Article Text
Abstract
Introduction Cardiac tumours are rare and can present themselves as primary or metastatic tumours. Up to 90% of cardiac tumours are benign in nature, and they may present either as an embolic phenomena or with atypical chest symptoms.
Case Presentation In this study, we report a case of a 50-year-old male with no known medical illness who presented to the emergency department with acute onset of palpitations associated with mild dyspnoea. He did not have angina, failure, or constitutional symptoms. General examination was unremarkable; however, his pulse was irregularly irregular. There was mild pansystolic murmur.
Results The blood tests were within the normal range. Electrocardiogram revealed atrial fibrillation with a ventricular rate of 75 bpm. Echocardiography revealed a huge heteroechoic mass in the left atrium (LA) measuring 32.7 cm2, causing LA dilatation associated with moderate mitral regurgitation, and the mass appeared to partially obscure mitral inflow. Subsequent cardiac computed tomography showed a mass measuring 7 cm × 7 cm, arising from the interatrial septum (IAS), with specks of calcification within and minimal contrast enhancement. There was mild coronary artery disease. He underwent urgent cardiac surgery. Intraoperatively, the mass had a wide base stalk at the IAS that did not involve the mitral annulus. Rooftop right atrial incision made to remove the mass with manipulations of the Triangle of Koch. Intraoperatively, mitral valves appeared degenerated, causing severe mitral regurgitation (MR) upon excision of the mass, which required mitral valve replacement. Postoperatively, the patient remained in complete atrioventricular block, which required permanent pacemaker insertion. Histopathological examination of the mass in keeping with the myxoma and valve, which were noted to have degenerative changes.

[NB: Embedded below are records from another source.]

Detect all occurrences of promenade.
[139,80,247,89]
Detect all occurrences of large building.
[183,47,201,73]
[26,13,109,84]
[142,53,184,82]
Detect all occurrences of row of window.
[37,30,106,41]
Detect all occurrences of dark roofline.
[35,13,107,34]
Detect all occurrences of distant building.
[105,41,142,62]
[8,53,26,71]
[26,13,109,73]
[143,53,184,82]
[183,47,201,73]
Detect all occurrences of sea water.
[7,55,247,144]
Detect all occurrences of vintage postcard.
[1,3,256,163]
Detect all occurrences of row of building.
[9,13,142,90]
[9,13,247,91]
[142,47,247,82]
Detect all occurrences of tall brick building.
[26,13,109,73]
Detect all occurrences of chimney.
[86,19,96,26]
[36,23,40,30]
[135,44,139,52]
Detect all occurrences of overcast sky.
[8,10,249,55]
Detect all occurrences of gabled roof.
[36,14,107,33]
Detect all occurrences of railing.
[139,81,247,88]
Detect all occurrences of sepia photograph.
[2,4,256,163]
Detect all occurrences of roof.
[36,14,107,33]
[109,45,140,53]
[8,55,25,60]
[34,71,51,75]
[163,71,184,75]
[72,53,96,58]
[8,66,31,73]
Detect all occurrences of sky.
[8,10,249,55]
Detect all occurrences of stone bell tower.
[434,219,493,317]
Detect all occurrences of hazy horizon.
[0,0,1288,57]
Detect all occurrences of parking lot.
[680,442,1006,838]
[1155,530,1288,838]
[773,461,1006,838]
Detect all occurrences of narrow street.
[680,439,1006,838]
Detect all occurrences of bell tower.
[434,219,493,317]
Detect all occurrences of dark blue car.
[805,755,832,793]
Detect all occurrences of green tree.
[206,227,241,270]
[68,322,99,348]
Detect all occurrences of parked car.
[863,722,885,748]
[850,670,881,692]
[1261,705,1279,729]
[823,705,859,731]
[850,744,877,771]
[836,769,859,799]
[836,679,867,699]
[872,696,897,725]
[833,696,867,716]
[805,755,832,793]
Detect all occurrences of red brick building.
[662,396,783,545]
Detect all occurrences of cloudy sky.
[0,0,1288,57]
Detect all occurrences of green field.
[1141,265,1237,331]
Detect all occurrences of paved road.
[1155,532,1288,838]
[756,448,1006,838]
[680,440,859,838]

Discussion Atrial fibrillation rarely presents as feature of LA mass. Meanwhile, mitral valve degeneration can be attributed to inflammatory cytokines in myxoma. Postoperative complete atrioventricular block is rare in LA myxoma arising from fossa ovalis that requires a permanent pacemaker.
Conclusion Atrial myxoma with atypical features presented solely as symptomatic atrial fibrillation. The severity of MR can be underestimated in the presence of myxoma. Echocardiography should be performed during index hospitalization to prevent delayed diagnosis and other sequelae of myxoma.